I asked my son if he did anything and he just said he just turned it on. I could hear the hard drive spin up.

also normally to shut off the computer via the power button, I would have to Hold the button down for 10sec. Now if you just touch the power button it shuts off. I tired the FN/F2 thing to see if it was the screen. No joy. I pretty much tried every combination of keys, with no luck.

The "wierd" thing is this... I took off the backing and reseted the RAM, Harddrive, CPU and cleaned the fan. When I put everything back and and turned it on... IT WORKED!!! lol so it powered on and worked fine, I then shut it down normally and had to go. I came back later that day and now its doing the same thing. 

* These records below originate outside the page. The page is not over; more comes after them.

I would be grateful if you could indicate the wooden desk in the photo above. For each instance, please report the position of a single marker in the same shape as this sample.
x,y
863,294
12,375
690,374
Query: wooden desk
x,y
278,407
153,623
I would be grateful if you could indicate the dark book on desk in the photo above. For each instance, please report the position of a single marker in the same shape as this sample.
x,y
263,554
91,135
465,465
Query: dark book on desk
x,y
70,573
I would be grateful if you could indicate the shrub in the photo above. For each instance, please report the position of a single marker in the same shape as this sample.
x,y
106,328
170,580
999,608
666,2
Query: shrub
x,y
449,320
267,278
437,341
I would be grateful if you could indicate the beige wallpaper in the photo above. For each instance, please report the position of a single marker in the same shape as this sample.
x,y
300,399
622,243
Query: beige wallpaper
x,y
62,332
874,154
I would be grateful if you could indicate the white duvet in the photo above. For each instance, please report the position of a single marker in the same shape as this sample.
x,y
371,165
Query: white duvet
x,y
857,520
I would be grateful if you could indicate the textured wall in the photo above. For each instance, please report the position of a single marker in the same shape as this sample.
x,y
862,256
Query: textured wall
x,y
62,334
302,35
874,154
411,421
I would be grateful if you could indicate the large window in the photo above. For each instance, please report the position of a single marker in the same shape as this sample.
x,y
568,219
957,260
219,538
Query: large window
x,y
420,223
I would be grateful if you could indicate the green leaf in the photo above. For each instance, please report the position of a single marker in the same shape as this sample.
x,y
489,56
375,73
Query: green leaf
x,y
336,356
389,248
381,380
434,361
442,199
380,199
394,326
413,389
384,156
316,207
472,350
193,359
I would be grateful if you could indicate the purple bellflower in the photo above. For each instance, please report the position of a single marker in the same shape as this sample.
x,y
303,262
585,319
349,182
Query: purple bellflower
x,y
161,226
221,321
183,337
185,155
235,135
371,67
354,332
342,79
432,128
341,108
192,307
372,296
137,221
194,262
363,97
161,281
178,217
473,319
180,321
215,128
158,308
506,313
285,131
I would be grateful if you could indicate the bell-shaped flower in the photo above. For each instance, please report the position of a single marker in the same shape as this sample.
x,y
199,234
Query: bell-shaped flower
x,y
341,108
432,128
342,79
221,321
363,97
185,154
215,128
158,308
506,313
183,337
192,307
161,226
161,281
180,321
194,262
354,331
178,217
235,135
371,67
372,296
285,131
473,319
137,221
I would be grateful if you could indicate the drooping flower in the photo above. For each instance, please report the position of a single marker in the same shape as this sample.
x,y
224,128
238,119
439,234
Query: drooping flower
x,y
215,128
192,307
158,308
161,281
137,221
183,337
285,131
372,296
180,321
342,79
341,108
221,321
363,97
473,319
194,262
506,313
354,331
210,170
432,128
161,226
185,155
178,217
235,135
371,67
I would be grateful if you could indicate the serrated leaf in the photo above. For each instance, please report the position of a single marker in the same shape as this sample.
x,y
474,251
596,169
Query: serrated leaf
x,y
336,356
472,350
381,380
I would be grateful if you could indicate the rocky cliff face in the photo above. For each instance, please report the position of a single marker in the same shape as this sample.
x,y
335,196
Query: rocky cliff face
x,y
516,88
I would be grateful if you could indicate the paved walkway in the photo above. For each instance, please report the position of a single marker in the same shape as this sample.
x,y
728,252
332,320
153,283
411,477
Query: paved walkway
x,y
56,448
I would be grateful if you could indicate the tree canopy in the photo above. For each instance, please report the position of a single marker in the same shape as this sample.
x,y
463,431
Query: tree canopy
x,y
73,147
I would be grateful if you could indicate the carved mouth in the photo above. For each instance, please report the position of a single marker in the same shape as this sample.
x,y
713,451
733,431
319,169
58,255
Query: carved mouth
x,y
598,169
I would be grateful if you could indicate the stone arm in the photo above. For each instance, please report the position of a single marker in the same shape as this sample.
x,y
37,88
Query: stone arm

So I do not think its the screen, but am lost. Any help you can provide, would be great. Again thank you for taking time to read this.

Bryan


----------



## sobeit (Nov 11, 2007)

when you turn it on, does it sound like its running normal just without the screen? In other words do the fans come on, lights come on etc... If so, try an external monitor and see if it work

Also are you having the problems with it on battery or plugged in? make sure the battery is not loose. Maybe try holding it in when you first turn it on.


----------



## bry777 (Jul 26, 2008)

Thanks for the reply. I did try another screen > no luck. I also tried it on battery and power cable> no luck. 

It does power on normally. the HD light blinks 3 or four times and then flashes rapidly for a second, then goes out. The fans come on. The "Moon" light turns steady red. not sure what that is. Also, sometimes I turn it on the moon light is on, others its not.

its a mystery... but thanks for the help


----------



## TriggerFinger (Jan 30, 2008)

bry777 said:


> The "wierd" thing is this... I took off the backing and reseted the RAM, Harddrive, CPU and cleaned the fan. When I put everything back and and turned it on... IT WORKED!!! lol so it powered on and worked fine, I then shut it down normally and had to go. I came back later that day and now its doing the same thing.


You removed the CPU? Did you apply thermal compound on the CPU and heatsink when you put it back in place? I suggest you try the same things you did before but this time, just reseat the RAM.. better if you use a known working spare.


----------



## bry777 (Jul 26, 2008)

Thanks trigger, I will give that a try


----------